Identification of potential key targets and mechanisms underlying cleft palate induced by tobacco smoke exposure through multi-omics integrated Mendelian randomization analysis

Tobacco smoke (TS), a major indoor air pollutant, poses a significant health threat, notably increasing the incidence of congenital malformations, particularly cleft palate (CP). Although the mechanisms underlying TS-induced CP remain incompletely understood, this study provides novel insights by integrating multi-omics with Mendelian Randomization (MR) analyses.

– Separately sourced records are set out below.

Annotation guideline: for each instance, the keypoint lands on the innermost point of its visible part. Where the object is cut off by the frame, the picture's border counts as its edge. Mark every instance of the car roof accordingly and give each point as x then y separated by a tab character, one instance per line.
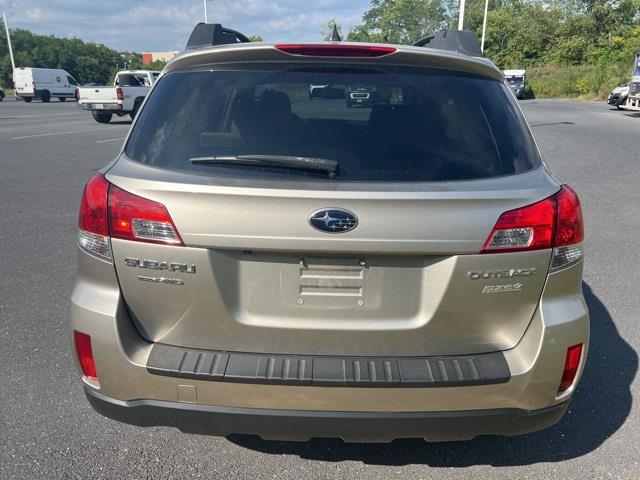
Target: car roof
259	52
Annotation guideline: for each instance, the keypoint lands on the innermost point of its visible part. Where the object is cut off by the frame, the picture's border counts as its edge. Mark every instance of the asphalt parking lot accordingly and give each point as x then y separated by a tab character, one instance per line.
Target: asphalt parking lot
48	430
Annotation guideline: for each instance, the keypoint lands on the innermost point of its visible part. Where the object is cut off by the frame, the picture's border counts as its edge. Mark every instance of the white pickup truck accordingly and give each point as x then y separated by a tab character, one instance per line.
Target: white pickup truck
129	89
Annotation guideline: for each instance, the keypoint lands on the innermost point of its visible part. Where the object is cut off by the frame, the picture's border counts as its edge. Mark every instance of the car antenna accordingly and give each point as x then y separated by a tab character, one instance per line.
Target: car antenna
212	34
335	35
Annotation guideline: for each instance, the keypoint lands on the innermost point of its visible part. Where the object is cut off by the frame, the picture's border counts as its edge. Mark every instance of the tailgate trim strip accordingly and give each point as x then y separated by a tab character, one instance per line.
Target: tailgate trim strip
444	371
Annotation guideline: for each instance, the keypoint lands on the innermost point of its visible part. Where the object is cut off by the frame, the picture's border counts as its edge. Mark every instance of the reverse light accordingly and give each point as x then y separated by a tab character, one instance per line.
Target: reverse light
526	228
135	218
335	50
571	364
85	356
107	211
555	222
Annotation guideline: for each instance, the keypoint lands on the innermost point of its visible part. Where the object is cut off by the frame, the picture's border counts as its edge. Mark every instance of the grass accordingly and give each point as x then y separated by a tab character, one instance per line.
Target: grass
589	82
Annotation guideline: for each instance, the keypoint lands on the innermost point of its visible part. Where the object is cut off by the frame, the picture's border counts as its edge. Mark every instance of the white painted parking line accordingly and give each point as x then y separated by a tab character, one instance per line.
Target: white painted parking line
55	133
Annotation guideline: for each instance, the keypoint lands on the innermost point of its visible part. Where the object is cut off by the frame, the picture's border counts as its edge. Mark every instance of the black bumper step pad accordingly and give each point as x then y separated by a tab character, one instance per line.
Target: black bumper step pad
445	371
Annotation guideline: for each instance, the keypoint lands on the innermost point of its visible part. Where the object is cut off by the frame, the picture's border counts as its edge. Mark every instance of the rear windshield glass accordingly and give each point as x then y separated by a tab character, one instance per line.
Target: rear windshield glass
382	124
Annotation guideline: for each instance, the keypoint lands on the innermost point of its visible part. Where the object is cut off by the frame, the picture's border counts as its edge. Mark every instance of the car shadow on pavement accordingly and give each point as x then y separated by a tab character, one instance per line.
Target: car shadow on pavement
599	408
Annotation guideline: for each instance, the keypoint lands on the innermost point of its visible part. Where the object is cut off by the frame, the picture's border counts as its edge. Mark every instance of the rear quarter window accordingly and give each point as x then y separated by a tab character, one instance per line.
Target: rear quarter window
381	124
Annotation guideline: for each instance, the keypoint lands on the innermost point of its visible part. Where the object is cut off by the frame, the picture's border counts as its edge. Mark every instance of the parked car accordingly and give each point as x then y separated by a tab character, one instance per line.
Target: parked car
258	262
129	89
516	79
44	83
618	96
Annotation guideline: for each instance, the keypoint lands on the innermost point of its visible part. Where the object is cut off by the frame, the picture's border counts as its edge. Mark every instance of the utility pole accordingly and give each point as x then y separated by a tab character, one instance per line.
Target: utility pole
13	62
461	15
484	24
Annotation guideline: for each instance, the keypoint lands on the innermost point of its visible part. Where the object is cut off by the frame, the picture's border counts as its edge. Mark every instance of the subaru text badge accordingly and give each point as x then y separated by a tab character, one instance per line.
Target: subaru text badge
333	220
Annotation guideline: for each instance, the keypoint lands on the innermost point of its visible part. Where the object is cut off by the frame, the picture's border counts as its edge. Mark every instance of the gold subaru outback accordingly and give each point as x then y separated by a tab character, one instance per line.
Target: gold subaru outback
258	260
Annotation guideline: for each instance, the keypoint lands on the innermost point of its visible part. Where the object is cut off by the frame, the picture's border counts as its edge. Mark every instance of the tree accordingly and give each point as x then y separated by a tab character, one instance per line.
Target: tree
87	62
155	65
402	21
327	31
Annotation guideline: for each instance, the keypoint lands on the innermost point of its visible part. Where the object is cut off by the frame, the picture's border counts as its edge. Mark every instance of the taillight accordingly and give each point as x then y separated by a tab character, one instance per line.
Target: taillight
527	228
569	230
335	50
93	234
571	364
136	218
555	222
85	356
107	211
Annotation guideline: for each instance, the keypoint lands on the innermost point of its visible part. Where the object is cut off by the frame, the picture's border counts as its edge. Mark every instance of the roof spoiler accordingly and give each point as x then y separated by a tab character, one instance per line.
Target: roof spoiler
211	34
461	41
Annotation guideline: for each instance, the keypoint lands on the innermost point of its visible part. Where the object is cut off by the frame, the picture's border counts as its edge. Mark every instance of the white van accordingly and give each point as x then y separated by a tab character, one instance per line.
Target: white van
44	83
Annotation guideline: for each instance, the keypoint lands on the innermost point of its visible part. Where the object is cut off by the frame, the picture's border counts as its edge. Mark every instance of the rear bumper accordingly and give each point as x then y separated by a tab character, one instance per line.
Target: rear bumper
106	107
137	388
300	425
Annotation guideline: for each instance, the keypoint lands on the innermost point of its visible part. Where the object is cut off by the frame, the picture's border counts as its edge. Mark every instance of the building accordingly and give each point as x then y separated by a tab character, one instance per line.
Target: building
148	57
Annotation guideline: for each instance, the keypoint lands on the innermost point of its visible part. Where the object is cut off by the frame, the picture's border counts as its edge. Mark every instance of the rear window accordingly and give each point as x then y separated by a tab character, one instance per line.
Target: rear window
382	124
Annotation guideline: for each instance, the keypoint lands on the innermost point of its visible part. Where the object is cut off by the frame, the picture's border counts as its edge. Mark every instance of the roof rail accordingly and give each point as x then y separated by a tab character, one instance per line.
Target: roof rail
461	41
211	34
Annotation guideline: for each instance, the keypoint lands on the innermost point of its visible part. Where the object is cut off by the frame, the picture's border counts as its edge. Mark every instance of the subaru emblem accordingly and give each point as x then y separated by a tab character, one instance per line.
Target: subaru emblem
333	220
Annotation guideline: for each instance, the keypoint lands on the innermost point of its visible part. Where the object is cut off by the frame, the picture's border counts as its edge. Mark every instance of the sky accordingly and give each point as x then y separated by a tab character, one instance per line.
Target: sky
160	25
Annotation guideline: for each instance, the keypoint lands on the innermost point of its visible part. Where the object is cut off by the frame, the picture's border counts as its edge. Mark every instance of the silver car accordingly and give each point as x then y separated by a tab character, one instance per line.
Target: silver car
256	261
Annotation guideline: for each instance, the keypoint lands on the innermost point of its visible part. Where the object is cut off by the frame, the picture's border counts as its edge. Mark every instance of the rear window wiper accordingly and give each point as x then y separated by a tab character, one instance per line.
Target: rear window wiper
330	167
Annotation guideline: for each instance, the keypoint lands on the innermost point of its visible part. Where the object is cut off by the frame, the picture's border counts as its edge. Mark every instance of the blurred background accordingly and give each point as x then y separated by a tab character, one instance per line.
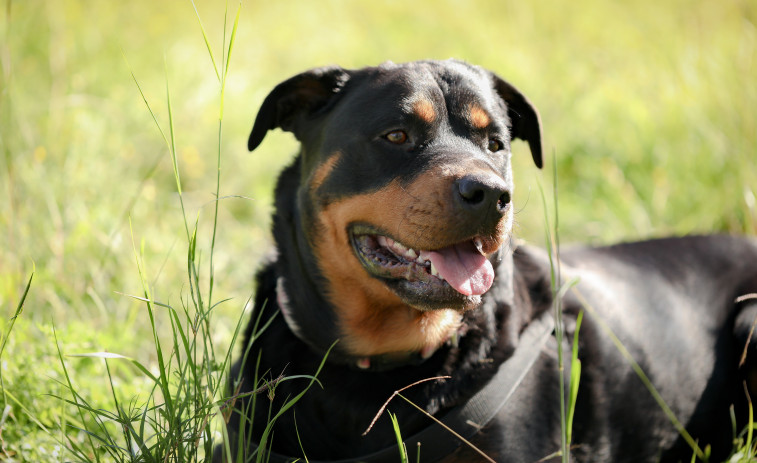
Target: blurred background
649	111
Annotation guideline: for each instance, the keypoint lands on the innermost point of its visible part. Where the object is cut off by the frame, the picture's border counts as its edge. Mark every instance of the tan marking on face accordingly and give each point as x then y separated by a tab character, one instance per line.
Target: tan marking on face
424	109
479	118
373	319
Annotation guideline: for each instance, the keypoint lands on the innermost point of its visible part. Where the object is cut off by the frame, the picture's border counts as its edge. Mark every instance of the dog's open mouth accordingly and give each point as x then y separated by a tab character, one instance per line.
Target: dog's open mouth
455	275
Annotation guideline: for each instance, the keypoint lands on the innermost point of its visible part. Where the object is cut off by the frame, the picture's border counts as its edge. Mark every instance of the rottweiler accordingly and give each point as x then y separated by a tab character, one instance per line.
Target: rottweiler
395	263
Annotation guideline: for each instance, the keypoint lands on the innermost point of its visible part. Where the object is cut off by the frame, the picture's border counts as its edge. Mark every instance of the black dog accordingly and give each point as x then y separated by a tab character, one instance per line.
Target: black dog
393	236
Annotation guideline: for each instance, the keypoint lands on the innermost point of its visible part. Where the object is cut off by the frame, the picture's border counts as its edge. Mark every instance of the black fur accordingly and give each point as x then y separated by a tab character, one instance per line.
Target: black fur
672	303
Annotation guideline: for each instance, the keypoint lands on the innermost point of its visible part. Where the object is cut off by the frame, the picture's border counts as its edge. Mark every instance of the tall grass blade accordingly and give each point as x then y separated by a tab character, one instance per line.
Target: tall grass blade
6	335
398	435
207	42
74	395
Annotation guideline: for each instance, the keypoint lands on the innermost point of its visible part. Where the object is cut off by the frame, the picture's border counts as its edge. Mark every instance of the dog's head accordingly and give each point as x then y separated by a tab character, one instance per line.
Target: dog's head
405	191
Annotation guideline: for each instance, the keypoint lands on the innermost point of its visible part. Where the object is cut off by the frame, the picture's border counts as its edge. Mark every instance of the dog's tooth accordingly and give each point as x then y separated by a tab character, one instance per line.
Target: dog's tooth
479	245
434	271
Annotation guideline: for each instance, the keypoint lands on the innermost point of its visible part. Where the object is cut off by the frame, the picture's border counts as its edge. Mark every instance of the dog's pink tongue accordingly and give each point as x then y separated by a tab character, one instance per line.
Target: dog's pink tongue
464	268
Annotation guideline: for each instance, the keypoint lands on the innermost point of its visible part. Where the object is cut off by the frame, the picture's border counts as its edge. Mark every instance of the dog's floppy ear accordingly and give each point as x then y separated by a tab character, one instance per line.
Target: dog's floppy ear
523	116
295	98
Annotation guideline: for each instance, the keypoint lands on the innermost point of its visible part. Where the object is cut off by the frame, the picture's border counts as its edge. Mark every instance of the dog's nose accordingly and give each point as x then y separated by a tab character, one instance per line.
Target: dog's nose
481	194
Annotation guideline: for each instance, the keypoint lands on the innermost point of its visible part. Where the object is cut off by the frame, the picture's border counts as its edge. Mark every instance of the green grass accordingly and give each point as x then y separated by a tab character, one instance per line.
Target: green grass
649	107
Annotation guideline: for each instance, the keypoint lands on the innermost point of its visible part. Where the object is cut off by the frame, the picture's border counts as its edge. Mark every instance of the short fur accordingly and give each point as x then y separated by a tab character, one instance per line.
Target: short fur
672	302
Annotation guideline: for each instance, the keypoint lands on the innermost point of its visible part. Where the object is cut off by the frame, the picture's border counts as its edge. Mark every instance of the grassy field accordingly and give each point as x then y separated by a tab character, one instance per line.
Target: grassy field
649	109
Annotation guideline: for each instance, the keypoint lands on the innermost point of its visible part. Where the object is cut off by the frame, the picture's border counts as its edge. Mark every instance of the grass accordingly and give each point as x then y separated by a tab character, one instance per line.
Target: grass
651	108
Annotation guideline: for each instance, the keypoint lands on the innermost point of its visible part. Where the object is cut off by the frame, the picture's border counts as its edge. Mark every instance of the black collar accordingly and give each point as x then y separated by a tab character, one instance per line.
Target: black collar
468	418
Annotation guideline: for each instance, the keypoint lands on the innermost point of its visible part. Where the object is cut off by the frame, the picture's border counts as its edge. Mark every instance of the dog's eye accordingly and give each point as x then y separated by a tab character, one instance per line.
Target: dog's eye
495	145
397	137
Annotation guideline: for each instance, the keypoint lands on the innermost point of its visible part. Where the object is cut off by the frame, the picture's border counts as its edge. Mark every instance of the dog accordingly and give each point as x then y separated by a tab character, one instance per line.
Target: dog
395	263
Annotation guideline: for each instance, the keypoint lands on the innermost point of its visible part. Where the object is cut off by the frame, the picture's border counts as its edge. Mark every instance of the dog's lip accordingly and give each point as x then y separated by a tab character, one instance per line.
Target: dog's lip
411	273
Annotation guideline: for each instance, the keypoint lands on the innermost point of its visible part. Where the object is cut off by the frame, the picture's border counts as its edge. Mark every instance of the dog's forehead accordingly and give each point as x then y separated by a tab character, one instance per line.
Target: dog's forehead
445	83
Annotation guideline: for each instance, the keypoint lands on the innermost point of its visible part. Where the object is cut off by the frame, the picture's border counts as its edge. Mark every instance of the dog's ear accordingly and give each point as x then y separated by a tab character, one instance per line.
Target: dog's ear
296	98
524	118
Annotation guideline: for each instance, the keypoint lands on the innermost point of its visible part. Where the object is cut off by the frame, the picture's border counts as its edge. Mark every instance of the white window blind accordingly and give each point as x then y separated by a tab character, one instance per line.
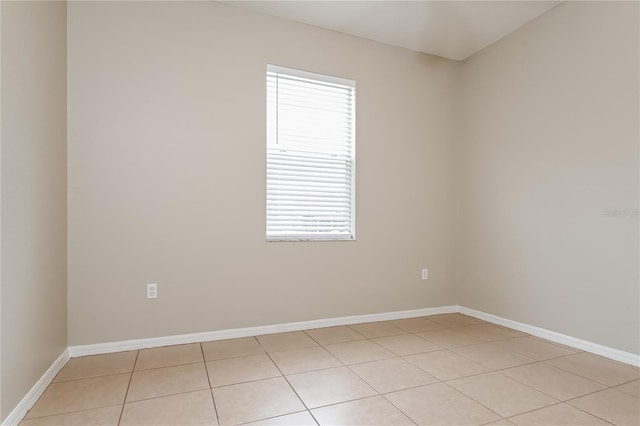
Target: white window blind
310	156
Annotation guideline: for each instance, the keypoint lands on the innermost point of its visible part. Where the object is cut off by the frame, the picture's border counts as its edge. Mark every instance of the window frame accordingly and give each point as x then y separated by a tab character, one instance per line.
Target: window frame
331	80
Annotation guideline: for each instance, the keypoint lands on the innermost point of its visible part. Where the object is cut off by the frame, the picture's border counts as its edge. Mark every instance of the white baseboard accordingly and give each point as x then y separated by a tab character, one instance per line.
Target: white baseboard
21	410
129	345
605	351
102	348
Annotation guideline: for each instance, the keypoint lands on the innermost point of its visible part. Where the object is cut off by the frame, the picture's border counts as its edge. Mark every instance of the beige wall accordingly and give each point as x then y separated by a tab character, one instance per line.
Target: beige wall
33	194
167	174
550	147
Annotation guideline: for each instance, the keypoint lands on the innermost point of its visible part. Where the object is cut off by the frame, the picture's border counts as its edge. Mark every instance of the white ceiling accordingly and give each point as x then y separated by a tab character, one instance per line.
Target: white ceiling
451	29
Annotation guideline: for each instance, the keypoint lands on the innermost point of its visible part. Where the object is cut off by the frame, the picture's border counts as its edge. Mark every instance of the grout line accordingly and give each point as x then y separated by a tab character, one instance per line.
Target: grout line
500	371
215	408
128	386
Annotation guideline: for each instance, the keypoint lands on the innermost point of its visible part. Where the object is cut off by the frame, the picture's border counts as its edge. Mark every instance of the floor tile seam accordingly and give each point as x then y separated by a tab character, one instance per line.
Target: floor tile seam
363	379
350	340
169	366
346	401
449	380
592	414
482	404
247	381
553	366
166	395
90	378
124	401
398	408
579	374
465	396
273	417
542	391
364	362
533	361
213	400
413	334
385	322
370	340
415	353
292	388
560	403
70	412
236	356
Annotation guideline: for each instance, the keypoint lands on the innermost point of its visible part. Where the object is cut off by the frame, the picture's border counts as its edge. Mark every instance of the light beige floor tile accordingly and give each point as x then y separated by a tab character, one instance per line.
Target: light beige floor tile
242	369
107	416
390	375
446	365
358	351
611	405
377	329
450	338
501	394
372	411
302	418
490	332
632	388
438	404
76	395
493	356
416	325
503	422
560	414
329	335
599	369
286	341
406	344
165	381
553	381
192	408
247	402
454	320
97	365
231	348
302	360
330	386
168	356
537	349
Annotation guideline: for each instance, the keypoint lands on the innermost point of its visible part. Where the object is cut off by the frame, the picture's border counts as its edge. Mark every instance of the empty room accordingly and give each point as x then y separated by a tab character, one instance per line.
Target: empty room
319	213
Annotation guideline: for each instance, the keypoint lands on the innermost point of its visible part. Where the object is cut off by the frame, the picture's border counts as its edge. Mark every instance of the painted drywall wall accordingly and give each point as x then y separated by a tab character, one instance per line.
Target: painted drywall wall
33	192
167	174
549	166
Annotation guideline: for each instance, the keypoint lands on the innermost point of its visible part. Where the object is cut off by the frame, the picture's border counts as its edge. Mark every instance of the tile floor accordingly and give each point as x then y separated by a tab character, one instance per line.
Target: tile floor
439	370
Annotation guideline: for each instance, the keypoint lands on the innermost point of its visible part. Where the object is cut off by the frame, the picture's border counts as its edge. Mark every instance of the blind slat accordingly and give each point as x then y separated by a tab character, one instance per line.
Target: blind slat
310	156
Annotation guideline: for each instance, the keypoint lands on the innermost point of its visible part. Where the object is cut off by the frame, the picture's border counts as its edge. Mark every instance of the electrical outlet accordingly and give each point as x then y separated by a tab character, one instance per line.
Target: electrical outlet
152	291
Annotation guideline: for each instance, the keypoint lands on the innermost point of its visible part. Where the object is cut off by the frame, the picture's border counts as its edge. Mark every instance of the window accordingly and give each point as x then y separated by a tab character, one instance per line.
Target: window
310	156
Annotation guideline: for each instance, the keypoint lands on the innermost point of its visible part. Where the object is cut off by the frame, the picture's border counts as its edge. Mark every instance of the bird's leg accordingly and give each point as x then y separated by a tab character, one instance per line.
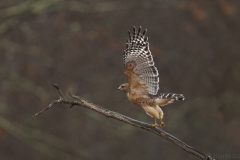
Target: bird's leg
161	123
155	123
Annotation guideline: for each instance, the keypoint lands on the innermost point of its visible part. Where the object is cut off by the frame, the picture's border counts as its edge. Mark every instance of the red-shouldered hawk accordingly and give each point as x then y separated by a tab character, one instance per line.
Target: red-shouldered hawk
142	75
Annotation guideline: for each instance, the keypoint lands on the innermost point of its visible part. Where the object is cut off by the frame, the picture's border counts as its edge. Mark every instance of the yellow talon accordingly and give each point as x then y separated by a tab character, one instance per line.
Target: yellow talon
155	123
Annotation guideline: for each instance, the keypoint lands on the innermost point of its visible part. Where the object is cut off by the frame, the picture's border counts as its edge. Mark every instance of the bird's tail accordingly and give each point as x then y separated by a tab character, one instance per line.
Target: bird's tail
178	97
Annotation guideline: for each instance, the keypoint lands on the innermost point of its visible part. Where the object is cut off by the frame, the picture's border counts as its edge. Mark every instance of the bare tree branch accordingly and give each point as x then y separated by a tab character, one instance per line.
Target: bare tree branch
110	114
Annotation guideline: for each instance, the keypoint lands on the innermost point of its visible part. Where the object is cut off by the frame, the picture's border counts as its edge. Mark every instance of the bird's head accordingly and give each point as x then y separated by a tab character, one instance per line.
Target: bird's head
124	87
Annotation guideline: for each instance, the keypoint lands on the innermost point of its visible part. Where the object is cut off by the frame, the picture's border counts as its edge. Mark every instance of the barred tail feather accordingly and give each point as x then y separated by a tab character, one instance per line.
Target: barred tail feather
178	97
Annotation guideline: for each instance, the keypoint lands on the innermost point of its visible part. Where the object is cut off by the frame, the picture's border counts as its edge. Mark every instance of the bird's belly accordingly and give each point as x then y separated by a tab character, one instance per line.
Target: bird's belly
153	111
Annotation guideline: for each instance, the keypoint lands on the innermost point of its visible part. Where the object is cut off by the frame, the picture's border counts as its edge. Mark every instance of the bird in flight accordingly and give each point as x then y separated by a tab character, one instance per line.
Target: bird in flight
142	76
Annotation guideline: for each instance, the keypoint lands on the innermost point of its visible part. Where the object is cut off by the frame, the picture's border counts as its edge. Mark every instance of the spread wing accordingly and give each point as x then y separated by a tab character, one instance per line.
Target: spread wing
139	67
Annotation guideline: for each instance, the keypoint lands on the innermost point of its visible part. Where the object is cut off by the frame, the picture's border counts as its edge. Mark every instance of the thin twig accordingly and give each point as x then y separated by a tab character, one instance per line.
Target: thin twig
110	114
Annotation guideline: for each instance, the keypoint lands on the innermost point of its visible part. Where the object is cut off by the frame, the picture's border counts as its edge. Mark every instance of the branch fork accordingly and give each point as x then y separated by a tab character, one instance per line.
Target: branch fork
110	114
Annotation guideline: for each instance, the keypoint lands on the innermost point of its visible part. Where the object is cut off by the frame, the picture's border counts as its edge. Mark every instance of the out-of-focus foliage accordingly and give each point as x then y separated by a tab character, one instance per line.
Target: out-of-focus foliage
79	46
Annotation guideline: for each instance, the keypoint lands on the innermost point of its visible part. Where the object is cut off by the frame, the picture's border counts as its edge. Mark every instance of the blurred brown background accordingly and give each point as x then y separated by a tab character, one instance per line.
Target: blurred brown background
79	46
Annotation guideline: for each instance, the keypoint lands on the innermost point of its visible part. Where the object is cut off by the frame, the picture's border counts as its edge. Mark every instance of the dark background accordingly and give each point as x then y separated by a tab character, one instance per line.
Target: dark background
79	46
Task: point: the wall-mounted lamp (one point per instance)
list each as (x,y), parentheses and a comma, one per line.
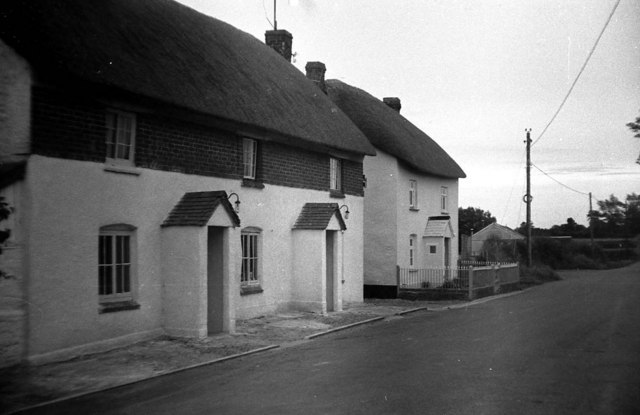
(346,213)
(237,202)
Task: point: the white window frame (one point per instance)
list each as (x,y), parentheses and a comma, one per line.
(412,250)
(335,174)
(444,199)
(249,158)
(251,244)
(413,194)
(117,263)
(120,137)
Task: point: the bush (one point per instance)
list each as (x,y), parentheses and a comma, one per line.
(581,261)
(538,274)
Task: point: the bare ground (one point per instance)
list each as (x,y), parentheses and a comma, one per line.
(26,385)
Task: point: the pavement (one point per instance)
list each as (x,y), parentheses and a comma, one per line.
(25,386)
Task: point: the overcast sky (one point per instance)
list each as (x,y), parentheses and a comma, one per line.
(474,74)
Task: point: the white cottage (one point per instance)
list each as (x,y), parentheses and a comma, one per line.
(411,198)
(162,171)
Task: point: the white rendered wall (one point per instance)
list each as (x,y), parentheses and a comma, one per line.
(380,219)
(15,104)
(415,221)
(73,199)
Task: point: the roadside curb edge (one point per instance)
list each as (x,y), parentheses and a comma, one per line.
(170,372)
(371,320)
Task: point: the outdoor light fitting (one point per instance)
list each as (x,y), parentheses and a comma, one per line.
(237,202)
(346,213)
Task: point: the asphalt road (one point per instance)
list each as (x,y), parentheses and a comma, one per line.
(569,347)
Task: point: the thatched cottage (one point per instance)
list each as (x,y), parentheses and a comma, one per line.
(169,173)
(411,200)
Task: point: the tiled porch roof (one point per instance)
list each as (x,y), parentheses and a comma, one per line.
(318,216)
(196,208)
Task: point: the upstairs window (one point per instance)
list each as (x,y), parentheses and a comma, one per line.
(121,137)
(444,199)
(413,194)
(412,253)
(249,158)
(335,178)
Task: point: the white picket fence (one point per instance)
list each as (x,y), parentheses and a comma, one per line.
(478,279)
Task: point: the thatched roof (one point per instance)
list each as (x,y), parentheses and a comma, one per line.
(165,51)
(389,131)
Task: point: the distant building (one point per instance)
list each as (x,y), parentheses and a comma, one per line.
(494,241)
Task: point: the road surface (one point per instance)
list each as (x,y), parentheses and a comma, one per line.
(568,347)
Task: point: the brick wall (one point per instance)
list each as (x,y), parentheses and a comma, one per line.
(176,146)
(67,128)
(75,129)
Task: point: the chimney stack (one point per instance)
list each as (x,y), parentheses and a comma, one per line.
(281,41)
(393,102)
(315,72)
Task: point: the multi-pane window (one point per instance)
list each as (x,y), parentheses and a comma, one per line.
(115,263)
(413,194)
(250,258)
(120,140)
(335,168)
(249,157)
(444,199)
(411,250)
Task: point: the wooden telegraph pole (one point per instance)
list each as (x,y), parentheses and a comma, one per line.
(527,198)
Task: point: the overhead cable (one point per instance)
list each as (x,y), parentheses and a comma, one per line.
(579,73)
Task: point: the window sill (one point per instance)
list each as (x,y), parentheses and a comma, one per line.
(256,184)
(118,306)
(114,168)
(251,289)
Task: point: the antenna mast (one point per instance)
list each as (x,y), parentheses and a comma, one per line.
(275,21)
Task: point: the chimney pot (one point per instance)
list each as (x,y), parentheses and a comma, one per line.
(393,102)
(315,72)
(281,41)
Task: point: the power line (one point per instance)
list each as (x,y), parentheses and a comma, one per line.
(558,181)
(579,73)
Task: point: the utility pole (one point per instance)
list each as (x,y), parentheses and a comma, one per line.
(527,198)
(591,224)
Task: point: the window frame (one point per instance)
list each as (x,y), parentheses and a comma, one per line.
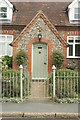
(6,43)
(74,43)
(3,12)
(76,13)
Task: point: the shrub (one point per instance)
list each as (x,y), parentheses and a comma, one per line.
(6,60)
(57,59)
(67,83)
(21,58)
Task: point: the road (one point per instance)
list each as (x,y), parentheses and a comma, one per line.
(39,107)
(36,119)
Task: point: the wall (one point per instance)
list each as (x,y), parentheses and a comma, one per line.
(31,36)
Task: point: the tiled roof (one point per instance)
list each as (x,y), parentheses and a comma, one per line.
(55,12)
(53,29)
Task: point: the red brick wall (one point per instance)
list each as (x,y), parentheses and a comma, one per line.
(29,54)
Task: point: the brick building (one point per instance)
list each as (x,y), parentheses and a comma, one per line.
(58,25)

By utilizing two-sample MR and sensitivity analyses, we identified protective metabolites associated with CP, including glycerate, glycochenodeoxycholate, and isobutyrylcarnitine. Metabolomics analysis of human embryonic palatal mesenchymal (HEPM) cells exposed to cigarette smoke extract (CSE) revealed that downregulated 3-Phospho-D-glycerate (3-PG) and its involvement in glycine, serine, and threonine metabolism, as well as the pentose phosphate pathway, highlighting their importance in TS-induced CP. Further proteomics analysis unveiled functional abnormalities at the protein level affecting 3-PG metabolism, such as lysosomal function, extracellular matrix-receptor interaction, and carbohydrate metabolism. Gene Set Variation Analysis of transcriptome sequencing data identified significant downregulation of platelet-derived growth factor binding and glycosaminoglycan (GAG) degradation, which are closely related to the protein functions involved in 3-PG metabolism. Integrative transcriptome-MR analysis pinpointed CP-associated genes downregulated by CSE and positively correlated with GAG degradation, including TMTC1, CYP1B1, and IL32, with summary-data-based MR analysis highlighting TMTC1 as a key gene in TS-induced CP. Notably, we validated the correlation between 3-PG and TMTC1 and confirmed the downregulation of TMTC1 by CSE through expression correlation analysis and quantitative polymerase chain reaction experiments. In conclusion, this groundbreaking multi-omics study, combined with MR analysis, not only elucidates biomarkers and key dysfunction related to TS-induced CP but also provides new perspectives and theoretical support for future research in this field.